Quand les projecteurs de l’histoire se poseront un jour sur ce pan de notre histoire, nous en aurons honte, comme nous avons honte aujourd’hui de ce que nos ancêtres ont fait à nos frères les noirs du continent américain. AIME CESAIRE avait raison, notre vision doit cesser d’être « partial, partiel et parcellaire » Ces déportations récurrentes ne sont pas le fait d’un hasard, elles sont conformes à un dessein : la décapitation psychologique par dislocation et l’esclavage.

 

Observez vous-mêmes les manigances ci-dessous : Sous forte pression française la C.P.I. arrête GBAGBO, mais elle ne doit pas arrêter pour l’instant SORO; SARKOZY en serait contrarié.

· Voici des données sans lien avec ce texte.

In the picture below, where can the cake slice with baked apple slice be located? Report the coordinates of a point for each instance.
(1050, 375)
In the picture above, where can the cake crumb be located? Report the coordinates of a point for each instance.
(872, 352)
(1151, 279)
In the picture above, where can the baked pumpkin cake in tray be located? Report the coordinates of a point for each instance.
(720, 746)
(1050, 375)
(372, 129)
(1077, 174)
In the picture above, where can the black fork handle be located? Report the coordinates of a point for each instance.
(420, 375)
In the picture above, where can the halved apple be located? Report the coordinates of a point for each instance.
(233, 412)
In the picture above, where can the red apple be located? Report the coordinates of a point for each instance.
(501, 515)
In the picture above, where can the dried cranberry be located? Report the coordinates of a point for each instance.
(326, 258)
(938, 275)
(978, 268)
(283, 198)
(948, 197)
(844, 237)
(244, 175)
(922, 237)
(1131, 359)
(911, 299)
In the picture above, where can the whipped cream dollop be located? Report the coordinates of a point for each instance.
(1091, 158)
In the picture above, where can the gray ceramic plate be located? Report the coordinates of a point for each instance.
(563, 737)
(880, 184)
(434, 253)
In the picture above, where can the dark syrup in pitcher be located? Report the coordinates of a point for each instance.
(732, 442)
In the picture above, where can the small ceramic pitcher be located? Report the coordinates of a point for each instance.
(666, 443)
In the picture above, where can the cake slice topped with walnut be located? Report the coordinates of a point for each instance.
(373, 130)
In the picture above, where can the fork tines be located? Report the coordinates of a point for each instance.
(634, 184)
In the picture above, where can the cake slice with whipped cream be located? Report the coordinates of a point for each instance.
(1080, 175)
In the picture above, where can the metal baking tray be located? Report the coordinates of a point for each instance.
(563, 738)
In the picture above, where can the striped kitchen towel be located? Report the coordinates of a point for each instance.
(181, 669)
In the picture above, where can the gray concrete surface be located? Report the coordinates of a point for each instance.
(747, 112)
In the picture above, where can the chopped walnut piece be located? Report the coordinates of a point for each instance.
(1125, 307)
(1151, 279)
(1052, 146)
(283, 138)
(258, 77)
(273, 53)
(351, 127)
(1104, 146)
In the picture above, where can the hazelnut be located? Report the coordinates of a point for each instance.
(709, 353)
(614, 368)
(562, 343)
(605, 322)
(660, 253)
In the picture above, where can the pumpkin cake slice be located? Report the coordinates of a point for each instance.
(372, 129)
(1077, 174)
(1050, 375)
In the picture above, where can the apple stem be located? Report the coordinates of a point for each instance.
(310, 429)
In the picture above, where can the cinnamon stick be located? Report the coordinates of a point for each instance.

Pour éviter un peu cette forte pression la C.P.I. place le procès le 18 Juin 2012, soit quelque temps après les élections françaises, après le départ de SARKOZY. Seulement après ces élections peuvent ils décider du sort de la paire OUATTARA-SORO, et voir quel verdict les nouvelles autorités françaises demanderaient pour GBAGBO. La France est contributrice au budget de la C.P.I. La C.P.I., comme tout autre institution internationale  (O.N.U, U.A., la LIGUE ARABE…) doit vivre avant de prendre des décisions. Pour cela, leur processus décisionnel est empreint de réalisme. Et pourtant, la vérité, elle, n’est pas réaliste. Et Gandhi dit que ce n’est pas parce qu’on s’en détourne qu’elle devient mensonge.